I have never done it nor have I spoken to anyone who has. I have read quite a bit over recent years on it. As with most things there are differing opinions on results. It seems to me that more people conclude that you cannot convert the motor to a true 15HP motor. The carburetor is only part of the picture. The exhaust port is unchanged and thus limits the performance. If you are thinking seriously about doing this I would suggest doing some google searches on the topic. You will find plenty of info on this. Also go to www.IBoats.com and search their forums. There are plenty of motorheads in there that have provided plenty of feedback on the topic.


----------



## Timbr (Apr 29, 2004)

Thanks Brian, very helpful.






Tim


----------



## mikeshookset (Feb 28, 2005)

most 9.9s can be up graded to a 15 by changing the carbb some motors prior to 1985 also need the exhaust maniflod changed but either way it is a fairly simple prosses


----------



## wackyworm (May 1, 2004)

I had a '96 9.9 Evinrude with supposedly 15 hp carb, when it died replaced w 9.9 4 stroke Yamaha and the yamaha runs better and stronger than Rude.


----------



## Erie Addict (Apr 12, 2004)

See this months Bass & Walleye boats mag. they have a breakdown of merc part #'s and steps to do this on a 2 stroke merc 9.9 - 15 HP. around $250.00. Carb, exhaust tube, reeds and a couple of gaskets.They got 2 more MPH 0n top end, but gas milage dropped considerably.


----------



## bkr43050 (Apr 5, 2004)

Erie Addict said:


> See this months Bass & Walleye boats mag. they have a breakdown of merc part #'s and steps to do this on a 2 stroke merc 9.9 - 15 HP. around $250.00. Carb, exhaust tube, reeds and a couple of gaskets.They got 2 more MPH 0n top end, but gas milage dropped considerably.

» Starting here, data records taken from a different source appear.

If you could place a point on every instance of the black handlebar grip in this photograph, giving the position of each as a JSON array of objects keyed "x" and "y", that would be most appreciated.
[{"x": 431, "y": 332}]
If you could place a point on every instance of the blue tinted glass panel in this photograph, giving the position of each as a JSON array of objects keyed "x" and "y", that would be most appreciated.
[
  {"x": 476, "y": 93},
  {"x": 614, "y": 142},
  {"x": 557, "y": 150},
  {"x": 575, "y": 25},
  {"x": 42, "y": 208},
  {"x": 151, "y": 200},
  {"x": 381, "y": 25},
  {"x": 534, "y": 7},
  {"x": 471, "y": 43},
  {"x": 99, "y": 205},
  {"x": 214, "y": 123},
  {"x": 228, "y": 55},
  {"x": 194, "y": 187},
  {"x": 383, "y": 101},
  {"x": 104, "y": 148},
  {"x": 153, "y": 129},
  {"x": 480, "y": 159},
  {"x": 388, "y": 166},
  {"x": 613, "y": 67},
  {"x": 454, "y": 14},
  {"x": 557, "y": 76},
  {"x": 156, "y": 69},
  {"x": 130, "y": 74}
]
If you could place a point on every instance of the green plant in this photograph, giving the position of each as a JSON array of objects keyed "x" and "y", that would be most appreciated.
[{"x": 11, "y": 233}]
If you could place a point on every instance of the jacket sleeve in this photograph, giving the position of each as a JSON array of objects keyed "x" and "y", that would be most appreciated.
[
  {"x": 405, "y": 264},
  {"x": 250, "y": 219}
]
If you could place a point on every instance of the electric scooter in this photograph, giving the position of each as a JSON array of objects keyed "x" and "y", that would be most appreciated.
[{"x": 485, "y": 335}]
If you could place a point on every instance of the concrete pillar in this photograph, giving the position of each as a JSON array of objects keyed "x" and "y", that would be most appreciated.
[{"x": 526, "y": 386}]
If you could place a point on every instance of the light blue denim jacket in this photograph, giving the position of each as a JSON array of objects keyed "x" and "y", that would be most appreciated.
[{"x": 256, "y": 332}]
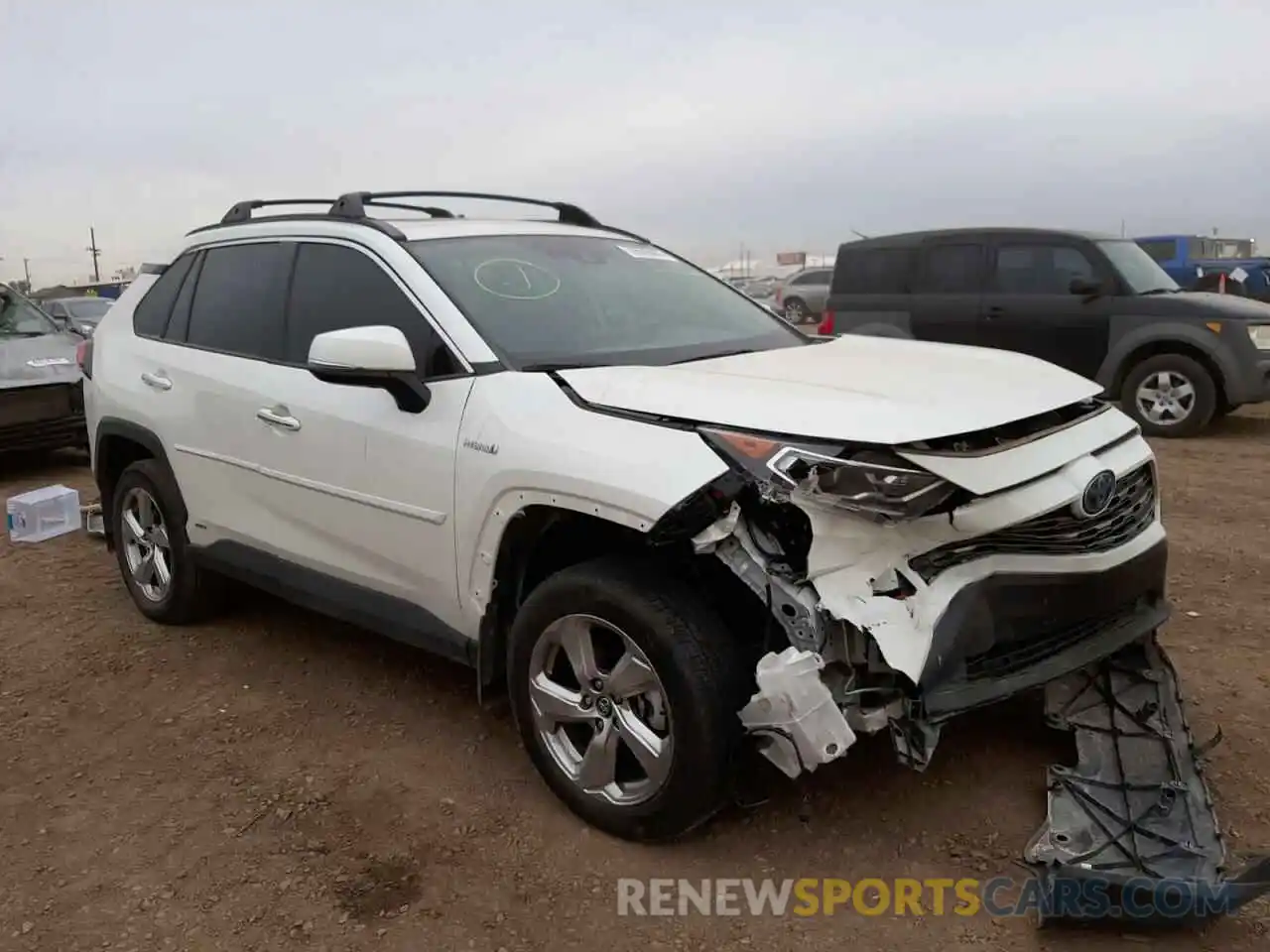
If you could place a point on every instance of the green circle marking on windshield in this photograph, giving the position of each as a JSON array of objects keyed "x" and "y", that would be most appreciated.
[{"x": 516, "y": 280}]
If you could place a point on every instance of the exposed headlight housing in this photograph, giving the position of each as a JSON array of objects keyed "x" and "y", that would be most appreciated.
[{"x": 867, "y": 481}]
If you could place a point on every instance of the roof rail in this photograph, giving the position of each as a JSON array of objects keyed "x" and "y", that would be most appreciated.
[
  {"x": 241, "y": 211},
  {"x": 353, "y": 204},
  {"x": 352, "y": 207}
]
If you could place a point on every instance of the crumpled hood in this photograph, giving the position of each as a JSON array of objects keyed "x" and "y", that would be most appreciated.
[
  {"x": 873, "y": 390},
  {"x": 1219, "y": 306},
  {"x": 45, "y": 359}
]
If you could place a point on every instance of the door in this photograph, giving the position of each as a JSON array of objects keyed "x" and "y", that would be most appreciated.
[
  {"x": 1029, "y": 306},
  {"x": 813, "y": 287},
  {"x": 948, "y": 291},
  {"x": 200, "y": 362},
  {"x": 357, "y": 488}
]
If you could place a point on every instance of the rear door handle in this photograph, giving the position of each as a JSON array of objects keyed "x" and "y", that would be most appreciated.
[{"x": 277, "y": 419}]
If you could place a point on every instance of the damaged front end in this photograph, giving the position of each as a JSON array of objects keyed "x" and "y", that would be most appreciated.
[{"x": 906, "y": 599}]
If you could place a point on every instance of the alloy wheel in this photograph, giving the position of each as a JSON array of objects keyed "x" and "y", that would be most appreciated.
[
  {"x": 1166, "y": 398},
  {"x": 599, "y": 710},
  {"x": 146, "y": 546}
]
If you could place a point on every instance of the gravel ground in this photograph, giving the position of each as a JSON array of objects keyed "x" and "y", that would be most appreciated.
[{"x": 278, "y": 780}]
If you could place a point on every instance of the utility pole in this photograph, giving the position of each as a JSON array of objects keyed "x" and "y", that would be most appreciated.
[{"x": 95, "y": 252}]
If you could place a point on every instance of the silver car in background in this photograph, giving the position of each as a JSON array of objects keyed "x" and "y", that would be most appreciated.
[{"x": 803, "y": 295}]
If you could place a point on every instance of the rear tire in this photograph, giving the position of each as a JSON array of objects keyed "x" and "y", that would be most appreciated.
[
  {"x": 570, "y": 714},
  {"x": 1185, "y": 399},
  {"x": 148, "y": 520}
]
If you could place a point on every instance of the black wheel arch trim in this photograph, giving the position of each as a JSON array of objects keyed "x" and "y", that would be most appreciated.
[
  {"x": 113, "y": 426},
  {"x": 1116, "y": 365}
]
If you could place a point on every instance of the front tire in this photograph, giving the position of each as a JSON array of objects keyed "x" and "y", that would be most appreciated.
[
  {"x": 148, "y": 518},
  {"x": 1170, "y": 395},
  {"x": 625, "y": 689},
  {"x": 795, "y": 311}
]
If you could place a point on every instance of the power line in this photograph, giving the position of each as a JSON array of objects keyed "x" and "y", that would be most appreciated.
[{"x": 95, "y": 252}]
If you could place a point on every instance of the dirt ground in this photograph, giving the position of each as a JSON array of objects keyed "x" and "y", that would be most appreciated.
[{"x": 277, "y": 780}]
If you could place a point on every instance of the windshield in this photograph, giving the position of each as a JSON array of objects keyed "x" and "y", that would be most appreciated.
[
  {"x": 1138, "y": 270},
  {"x": 572, "y": 299},
  {"x": 90, "y": 309},
  {"x": 22, "y": 318}
]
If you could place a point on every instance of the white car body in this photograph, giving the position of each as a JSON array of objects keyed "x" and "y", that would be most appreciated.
[{"x": 416, "y": 507}]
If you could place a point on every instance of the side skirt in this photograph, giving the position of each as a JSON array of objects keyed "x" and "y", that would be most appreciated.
[{"x": 385, "y": 615}]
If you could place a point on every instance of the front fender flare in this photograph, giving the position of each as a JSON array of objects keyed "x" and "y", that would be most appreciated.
[{"x": 1111, "y": 372}]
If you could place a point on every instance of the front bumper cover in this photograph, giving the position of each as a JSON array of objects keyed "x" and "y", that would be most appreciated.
[{"x": 1130, "y": 830}]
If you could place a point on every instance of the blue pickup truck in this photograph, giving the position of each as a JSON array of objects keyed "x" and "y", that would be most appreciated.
[{"x": 1196, "y": 259}]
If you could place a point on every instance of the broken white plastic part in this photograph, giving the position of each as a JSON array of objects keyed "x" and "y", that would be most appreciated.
[{"x": 795, "y": 714}]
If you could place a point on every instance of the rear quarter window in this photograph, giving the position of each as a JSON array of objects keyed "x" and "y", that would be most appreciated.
[
  {"x": 875, "y": 271},
  {"x": 150, "y": 316}
]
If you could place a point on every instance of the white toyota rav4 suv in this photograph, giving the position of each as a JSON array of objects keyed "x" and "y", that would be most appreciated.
[{"x": 563, "y": 456}]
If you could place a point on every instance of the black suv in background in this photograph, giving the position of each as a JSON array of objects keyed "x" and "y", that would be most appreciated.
[{"x": 1098, "y": 306}]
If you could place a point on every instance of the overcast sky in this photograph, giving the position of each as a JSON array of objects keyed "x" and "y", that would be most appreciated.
[{"x": 703, "y": 125}]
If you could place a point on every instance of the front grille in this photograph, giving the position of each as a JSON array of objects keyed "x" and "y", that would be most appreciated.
[
  {"x": 1057, "y": 534},
  {"x": 1012, "y": 656}
]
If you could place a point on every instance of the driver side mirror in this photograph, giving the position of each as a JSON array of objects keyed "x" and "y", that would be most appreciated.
[
  {"x": 1084, "y": 287},
  {"x": 370, "y": 357}
]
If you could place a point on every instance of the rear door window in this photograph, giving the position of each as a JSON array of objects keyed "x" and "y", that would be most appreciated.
[
  {"x": 952, "y": 270},
  {"x": 1039, "y": 270},
  {"x": 878, "y": 271},
  {"x": 239, "y": 299}
]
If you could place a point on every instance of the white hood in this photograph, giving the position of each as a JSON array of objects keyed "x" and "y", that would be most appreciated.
[{"x": 873, "y": 390}]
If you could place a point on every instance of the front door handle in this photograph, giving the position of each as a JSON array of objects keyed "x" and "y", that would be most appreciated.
[{"x": 277, "y": 419}]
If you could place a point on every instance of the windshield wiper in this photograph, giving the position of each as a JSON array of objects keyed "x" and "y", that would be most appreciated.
[
  {"x": 553, "y": 366},
  {"x": 711, "y": 357}
]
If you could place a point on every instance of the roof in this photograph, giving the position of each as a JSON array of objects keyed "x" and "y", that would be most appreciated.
[{"x": 912, "y": 238}]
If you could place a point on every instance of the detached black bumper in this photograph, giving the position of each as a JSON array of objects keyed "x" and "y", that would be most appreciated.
[
  {"x": 1130, "y": 830},
  {"x": 1008, "y": 634},
  {"x": 46, "y": 416}
]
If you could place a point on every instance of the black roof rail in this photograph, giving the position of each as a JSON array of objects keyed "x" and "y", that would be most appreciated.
[
  {"x": 381, "y": 226},
  {"x": 241, "y": 211},
  {"x": 353, "y": 204},
  {"x": 431, "y": 209}
]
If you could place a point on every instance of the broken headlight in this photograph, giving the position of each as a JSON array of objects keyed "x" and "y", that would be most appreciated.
[{"x": 871, "y": 481}]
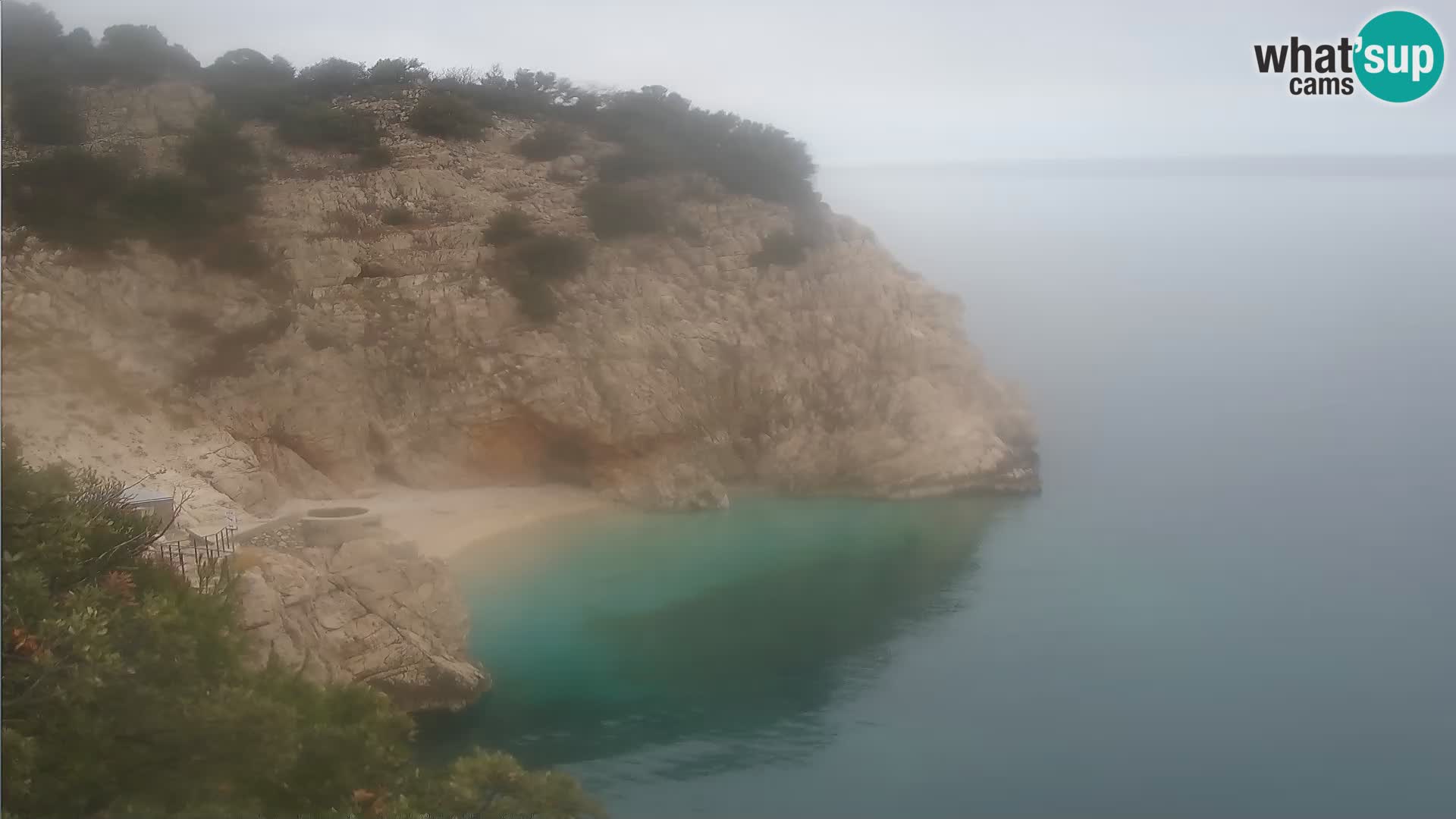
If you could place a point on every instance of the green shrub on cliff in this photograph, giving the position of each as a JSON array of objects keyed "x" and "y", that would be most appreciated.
[
  {"x": 92, "y": 200},
  {"x": 509, "y": 226},
  {"x": 251, "y": 86},
  {"x": 552, "y": 257},
  {"x": 142, "y": 55},
  {"x": 781, "y": 246},
  {"x": 620, "y": 210},
  {"x": 548, "y": 142},
  {"x": 443, "y": 114},
  {"x": 46, "y": 112},
  {"x": 126, "y": 692},
  {"x": 319, "y": 126}
]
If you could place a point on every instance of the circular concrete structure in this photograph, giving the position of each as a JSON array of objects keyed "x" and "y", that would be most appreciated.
[{"x": 329, "y": 526}]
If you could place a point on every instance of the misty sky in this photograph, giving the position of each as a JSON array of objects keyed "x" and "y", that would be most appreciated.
[{"x": 881, "y": 80}]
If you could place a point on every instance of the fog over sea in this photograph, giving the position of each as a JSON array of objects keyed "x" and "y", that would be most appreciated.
[{"x": 1237, "y": 596}]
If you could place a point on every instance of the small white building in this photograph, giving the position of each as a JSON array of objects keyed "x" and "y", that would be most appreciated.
[{"x": 149, "y": 502}]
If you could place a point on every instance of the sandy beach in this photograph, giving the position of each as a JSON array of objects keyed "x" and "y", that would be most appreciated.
[{"x": 444, "y": 522}]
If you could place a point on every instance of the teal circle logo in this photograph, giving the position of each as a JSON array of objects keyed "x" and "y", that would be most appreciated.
[{"x": 1400, "y": 55}]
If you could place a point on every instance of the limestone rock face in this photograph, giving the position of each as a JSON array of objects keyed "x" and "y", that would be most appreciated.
[
  {"x": 392, "y": 352},
  {"x": 370, "y": 610}
]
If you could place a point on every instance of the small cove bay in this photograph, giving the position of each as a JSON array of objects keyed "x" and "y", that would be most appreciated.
[{"x": 1234, "y": 598}]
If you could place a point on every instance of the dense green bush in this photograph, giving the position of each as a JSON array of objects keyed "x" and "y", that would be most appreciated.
[
  {"x": 620, "y": 210},
  {"x": 661, "y": 131},
  {"x": 398, "y": 72},
  {"x": 781, "y": 246},
  {"x": 46, "y": 112},
  {"x": 251, "y": 86},
  {"x": 509, "y": 226},
  {"x": 218, "y": 155},
  {"x": 322, "y": 127},
  {"x": 332, "y": 77},
  {"x": 449, "y": 115},
  {"x": 142, "y": 55},
  {"x": 546, "y": 142},
  {"x": 64, "y": 197},
  {"x": 126, "y": 691},
  {"x": 91, "y": 200}
]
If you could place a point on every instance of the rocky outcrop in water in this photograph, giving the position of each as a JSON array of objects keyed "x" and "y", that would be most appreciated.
[
  {"x": 360, "y": 605},
  {"x": 392, "y": 354}
]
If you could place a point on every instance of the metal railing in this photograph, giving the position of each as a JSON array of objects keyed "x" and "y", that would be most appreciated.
[{"x": 197, "y": 557}]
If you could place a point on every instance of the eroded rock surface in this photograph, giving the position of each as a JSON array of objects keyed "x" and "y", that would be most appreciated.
[{"x": 391, "y": 352}]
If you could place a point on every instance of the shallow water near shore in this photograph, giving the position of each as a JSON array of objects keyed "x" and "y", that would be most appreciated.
[{"x": 1237, "y": 595}]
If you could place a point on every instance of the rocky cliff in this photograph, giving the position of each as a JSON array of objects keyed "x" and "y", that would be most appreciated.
[{"x": 389, "y": 354}]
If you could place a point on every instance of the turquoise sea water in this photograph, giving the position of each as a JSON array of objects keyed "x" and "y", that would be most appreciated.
[{"x": 1237, "y": 595}]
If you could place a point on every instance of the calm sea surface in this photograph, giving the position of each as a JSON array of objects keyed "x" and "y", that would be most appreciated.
[{"x": 1235, "y": 598}]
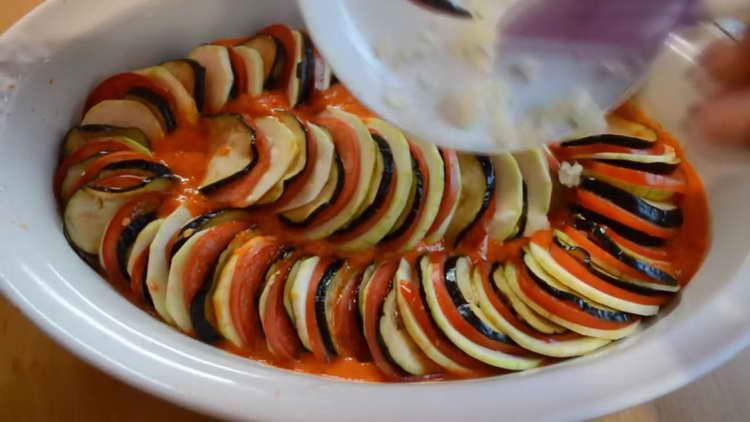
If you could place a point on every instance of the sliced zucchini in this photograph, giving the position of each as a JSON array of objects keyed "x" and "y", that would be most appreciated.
[
  {"x": 88, "y": 212},
  {"x": 394, "y": 149},
  {"x": 659, "y": 213},
  {"x": 484, "y": 354},
  {"x": 319, "y": 176},
  {"x": 622, "y": 133},
  {"x": 182, "y": 104},
  {"x": 177, "y": 305},
  {"x": 192, "y": 76},
  {"x": 303, "y": 215},
  {"x": 121, "y": 232},
  {"x": 503, "y": 319},
  {"x": 533, "y": 319},
  {"x": 253, "y": 63},
  {"x": 511, "y": 275},
  {"x": 79, "y": 136},
  {"x": 219, "y": 75},
  {"x": 326, "y": 294},
  {"x": 477, "y": 190},
  {"x": 283, "y": 148},
  {"x": 450, "y": 198},
  {"x": 143, "y": 243},
  {"x": 623, "y": 230},
  {"x": 658, "y": 280},
  {"x": 405, "y": 280},
  {"x": 353, "y": 142},
  {"x": 509, "y": 198},
  {"x": 429, "y": 185},
  {"x": 322, "y": 75},
  {"x": 273, "y": 57},
  {"x": 397, "y": 341},
  {"x": 300, "y": 139},
  {"x": 125, "y": 113},
  {"x": 536, "y": 174},
  {"x": 281, "y": 336},
  {"x": 300, "y": 284},
  {"x": 203, "y": 222},
  {"x": 157, "y": 273},
  {"x": 233, "y": 150},
  {"x": 238, "y": 287}
]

 I wondered if that may be the case. I guess my thought on it stays consistent that it is not worth the work to try it.


----------



## Wormdunker69 (Apr 8, 2004)

Had mine done for around $165 including carb and labor and there is difference. Got quite a lot more speed out of it. Mine is a 1995 Mariner. 
I also know someone that had their Johnson changed over and he feels the same way. Think it over, if in doubt call a place and ask them how much difference there will be.
Bill


----------



## toboso (Apr 14, 2004)

I am the second owner of an '86 Johnson 9.9 that was upgraded to the 15 hp by way of carburetor, reeds, and exhaust. This was done by the original owner when he bought it. I later bought a larger prop and got the results that the stock prop didn't deliver. The original prop gave me about 10 mph--the larger prop gave me about 13 mph.

I also used another stock 9.9 on my boat and could easily tell the difference.


----------